Cerco di non farmi condizionare, essere convinta delle mie scelte. Ma so pure mettermi in discussione e sono pronta a cambiare idea.

In Pura Droga racconti che nasce tra le mura di casa: quanto sono prigione e quanto sono quiete?
Entrambe le cose. Prigione perché a volte vorrei essere libera ma altre amo stare in casa al piano con tutta la libertà del mondo. Vivo con mia mamma, siamo amiche ma capita che se ha ospiti mi senta imprigionata.

Pura Droga è anche il racconto di un amore malato: noto da tempo che è una costante della tua generazione scrivere di relazioni tossiche, difficili, non esclusive. Condividi questa riflessione e come la spieghi dal tuo punto di vista?
La visione dell’amore è cambiata tanto. Molte ragazze vedono il male anche nell’approccio, i ragazzi fanno fatica a corteggiare credo sia anche per quello che si legge, dei tanti casi di molestie. Se poi ci sono in circolazione così tante canzoni che parlano di amori in una ottica negativa è forse perché il brutto ispira di più. In questa canzone parlo del divorzio dei miei.

Se ci pensi Sexting, che hai condiviso con Elena Romano, si ricollega un po’ al discorso precedente: perché è più facile lasciarsi andare virtualmente anche se alla fine in quel “se non mi stringerai intensamente” c’è una richiesta di fisicità.
La relazione online è fine a se stessa, non si conclude nulla, non sai chi c’è realmente dall’altra parte. E poi i sono romantica. Comunque le cose nuove cui sto lavorando sono diverse già dai suoni.

Nella quotidianità sei razionale o istintiva?
Sono diventata istintiva col tempo, prima tenevo le cose dentro e mi facevo del male.

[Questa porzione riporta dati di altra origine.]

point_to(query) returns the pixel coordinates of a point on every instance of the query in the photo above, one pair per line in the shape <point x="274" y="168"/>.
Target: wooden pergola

Se avessi la macchina del tempo dove vorresti andare per un giorno? E chi vorresti essere?
Negli anni Settanta, vorrei avere la mia età in quell’epoca e vivere Woodstock. Vorrei poter essere Janis Joplin, che ha realizzato una vera rivoluzione, e poi Amy Winehouse che per me è una dea. Peccato che entrambe abbiano avuto una fine devastante.

Sei brava a cucinare e hai un piatto forte?
Le uova strapazzate. Cucino per sopravvivere. Una volta però ho cucinato il polpo ed è venuto bene.

Quale è il capo di abbigliamento cui non sai dire no? E il tuo armadio è ordinato?
Periodicamente faccio ordine e butto via delle cose, prima conservavo tutto ma poi ho iniziato a creare spazio. Le scarpe sono il mio oggetto di culto e anche gli orecchini con i cerchi.

Cosa puoi raccontarmi delle prossime settimane della tua vita artistica?
Ci saranno novità dopo l’estate, ora scrivo completamente da sola. Forse cambierò qualcosa nella band. Mi sto orientando su uno stile più Soul Pop alla Marvin Gaye. L’obiettivo è cambiare il vestito alle parole attraverso melodie soul e R’n’B.